A seemingly simple solution to this problem is to require that the peripheral units generate a BUSREQ only after two or more clock periods have elapsed following completion of a bus request by the first peripheral unit. Such a simple solution, however, means that all the peripheral units must receive the CPU clock signals. An extra signal line to the peripheral units is required and, if the peripheral unit is manufactured in the form of an integrated circuit, another pin for the integrated circuit package is required. This solution is not desirable and is sometimes impractical.
Typically, in most microcomputer systems the CPU and peripheral units are manufactured in MOS technology. This means that the current handling ability of such highly integrated MOS transistor devices is limited. On the other hand, large currents are desirable for driving the signals on the lines connecting the various units of the computer system, such as the bus request line 11, 13 in FIG. 1. In an actual system, these lines would be spread over several printed circuit boards resulting in large capacitances; and, large currents are required to quickly change the voltage levels on these lines.

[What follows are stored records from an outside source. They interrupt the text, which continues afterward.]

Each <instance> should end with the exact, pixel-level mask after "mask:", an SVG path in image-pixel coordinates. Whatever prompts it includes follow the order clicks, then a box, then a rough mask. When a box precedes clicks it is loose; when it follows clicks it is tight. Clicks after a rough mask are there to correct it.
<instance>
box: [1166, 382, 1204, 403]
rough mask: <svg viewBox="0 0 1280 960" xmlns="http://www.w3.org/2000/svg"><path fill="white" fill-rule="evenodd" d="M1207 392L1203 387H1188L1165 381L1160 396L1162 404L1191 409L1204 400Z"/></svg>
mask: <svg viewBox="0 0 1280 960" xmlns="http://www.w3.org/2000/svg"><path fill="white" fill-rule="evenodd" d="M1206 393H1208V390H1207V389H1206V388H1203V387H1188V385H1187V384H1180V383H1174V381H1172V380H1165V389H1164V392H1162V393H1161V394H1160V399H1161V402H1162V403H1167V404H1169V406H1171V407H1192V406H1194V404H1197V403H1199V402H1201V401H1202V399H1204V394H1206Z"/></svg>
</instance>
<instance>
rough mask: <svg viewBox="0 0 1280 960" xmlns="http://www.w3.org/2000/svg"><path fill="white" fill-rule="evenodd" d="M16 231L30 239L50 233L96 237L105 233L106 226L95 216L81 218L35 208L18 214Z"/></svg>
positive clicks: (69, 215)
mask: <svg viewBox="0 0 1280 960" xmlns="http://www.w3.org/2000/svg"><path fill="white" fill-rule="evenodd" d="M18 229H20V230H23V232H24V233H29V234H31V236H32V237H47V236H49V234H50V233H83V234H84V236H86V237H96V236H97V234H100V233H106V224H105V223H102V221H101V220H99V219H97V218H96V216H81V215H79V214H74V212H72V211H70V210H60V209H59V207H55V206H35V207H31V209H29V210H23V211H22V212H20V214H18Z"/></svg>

In the computer system shown in FIG. 1, the bus acknowledgment line 12 does not usually have this shortcoming since the line 12 is broken into short segments between peripheral units. Each segment has a small capacitance in contrast to the large capacitance of the bus request line with its long main line 11 and many branches 13.
A solution to this problem is to install bipolar buffer drivers at the bus request terminal of each peripheral unit as shown in FIG. 2. This solution is unsatisfactory, however, because the bus request terminal of each peripheral unit must have both input sensing and output driving capabilities for proper functioning of the bus request protocol. The particular peripheral unit must be able to sense when another peripheral unit is making a bus request signal. This bidirectional operation is not possible with the bipolar buffer drivers. To get around this, it is possible to make another bus terminal for each peripheral unit which will receive the BUSREQ signal directly from the line 11. However, this further complicates the arrangement and requires another pin for each peripheral unit.